Kelly Gude, doctoral student in horticulture at the K-State Research and Extension Center in Olathe, is shining a light on yield and nutritional quality of tomatoes and leaf lettuce grown in high tunnels. According to Gude, high tunnels — structures similar to greenhouses that allow farmers to manipulate light over produce — have improved crop productivity with fruiting vegetables and leafy crops, but they may come at a cost.

“There are sporadic reports of inconsistent and negative impacts on nutritional quality  of produce grown in high tunnels compared to an open field,” Gude said. “In particular,

ultraviolet light can affect antioxidant capacity and other phytochemical production of the plant.”

Gude is testing basic slicing tomatoes, “BHN-589,” and two lettuce varieties, “Red Fire” and “Two Star.” She is measuring nutrients such as beta-carotene, lycopene and lutein, which are precursors to vitamin A and are cancer-fighting antioxidants also important for human eye health.
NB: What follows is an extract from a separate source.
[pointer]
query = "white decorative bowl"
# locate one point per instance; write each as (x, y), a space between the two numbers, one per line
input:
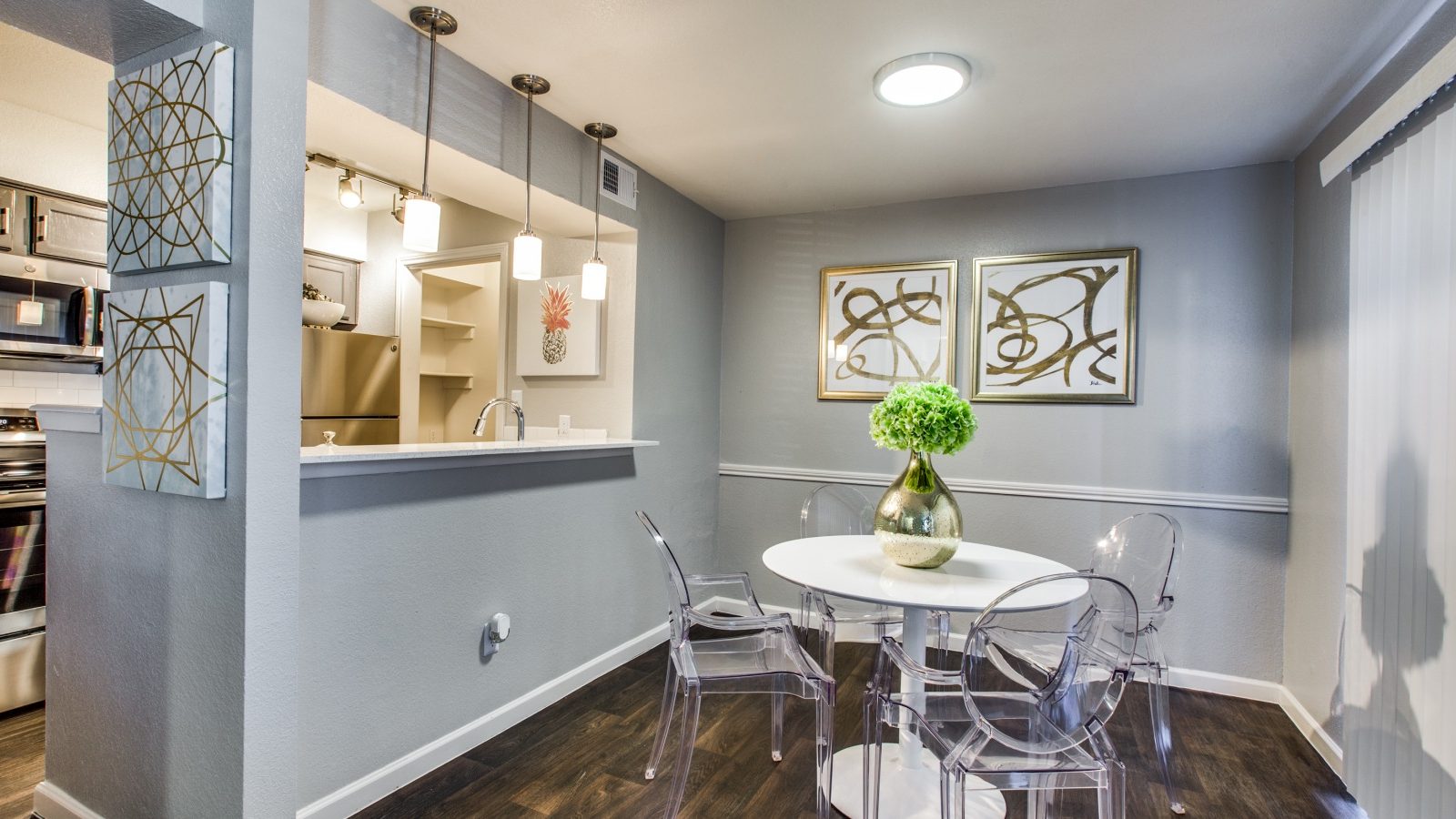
(322, 314)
Gude is evaluating how different high tunnel coverings filter light and temperature and how they affect crop yield, storage life and nutritional quality of tomatoes and lettuce. The research could help producers maintain good yields and vegetable nutrition.

The side

Potato

Sweet potato fries are growing in popularity, but producing the seed that can support the nutritious orange spud proves to be more difficult in the Midwest. Zachary Hoppenstedt, master’s student in horticulture at the K-State Research and Extension Center in Olathe, is digging around ways to get slips — stem cuttings used for sweet potato reproduction — to local producers.
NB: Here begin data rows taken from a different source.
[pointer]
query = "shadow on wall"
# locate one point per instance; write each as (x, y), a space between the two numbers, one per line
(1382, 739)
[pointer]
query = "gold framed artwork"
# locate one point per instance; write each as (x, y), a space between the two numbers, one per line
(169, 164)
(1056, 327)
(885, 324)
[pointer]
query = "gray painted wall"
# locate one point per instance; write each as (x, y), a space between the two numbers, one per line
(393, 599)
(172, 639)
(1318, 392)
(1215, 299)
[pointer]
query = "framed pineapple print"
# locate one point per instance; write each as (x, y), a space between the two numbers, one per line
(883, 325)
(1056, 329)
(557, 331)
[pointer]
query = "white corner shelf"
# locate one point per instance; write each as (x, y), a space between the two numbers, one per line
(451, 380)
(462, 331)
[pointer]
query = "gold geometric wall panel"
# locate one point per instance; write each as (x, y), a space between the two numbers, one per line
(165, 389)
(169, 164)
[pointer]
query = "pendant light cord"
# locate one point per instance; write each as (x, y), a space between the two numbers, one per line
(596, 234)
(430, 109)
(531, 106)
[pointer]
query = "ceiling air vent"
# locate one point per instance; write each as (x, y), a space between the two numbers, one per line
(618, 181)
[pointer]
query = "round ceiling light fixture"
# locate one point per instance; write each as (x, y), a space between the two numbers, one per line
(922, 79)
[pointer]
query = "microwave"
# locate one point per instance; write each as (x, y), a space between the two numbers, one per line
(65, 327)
“In the U.S., commercial sweet potato production and propagation is largely concentrated in southern and coastal states and a Midwest supply of organic sweet potato slips can be limited,” Hoppenstedt said.

As the demand for locally sourced produce increases, Hoppenstedt is improving wholesale production methods for organic sweet potato slips in the region. His trial evaluates the use of greenhouse-like high tunnels as ways to give producers in colder climates greater flexibility for planting and harvest.

“Increasing the capacity for local growers to produce their own planting material is one way to support sustainable community and economic development,” Hoppenstedt said.

The dessert

Ice cream

The secret behind ice cream as delicious as the ice cream made at K-State’s Call Hall Dairy Bar comes down to chemistry. According to Karen Schmidt, professor of animal sciences and industry, a good ice cream, at its basic level, has a blend of ice crystals, air bubbles, protein, fat and sugar. All of those properties combine to give ice cream a fluffy texture.

“Heating the cream, milk and sugar helps the proteins bind water, which adds a foaming texture that prevents it from freezing solid like hamburger,” Schmidt said. “Also, the faster you freeze the mix, the smaller the ice crystals will be, which results in a smoother and creamier ice cream.”

Schmidt is studying heat treatments to kill microorganisms in nonfat dry milk, which increases foaming and gelling textures in commercial foods, ranging from ice cream to hamburger buns, for greater firmness and cohesion.

Textures aside, a great ice cream also needs to tantalize the taste buds. The most notable ice cream flavor made at K-State’s Call Hall Dairy Bar is Purple Pride, which is made with blueberries. The fruit is just one of the many kinds of produce that could benefit from bio-based food packaging research at K-State.

Valentina Trinetta and Umut Yucel, both assistant professors of animal sciences and industry in the university’s Food Science Institute, are developing a special food packaging film that would guard against foodborne pathogens and microorganisms to extend the shelf life of berries.

“We have put together an active packaging system for food that has active ingredients that are released over time,” Trinetta said. “The packaging makes the food safer and last longer because it has active antimicrobial properties encased in nano-emulsions that act against foodborne pathogens.”

The researchers tested the film on strawberries and observed a 20 to 30 percent reduction in microbes, a two-day longer shelf life and improved color retention. A patent is approved for the packaging and consumers should see longer shelf lives for berries in the near future.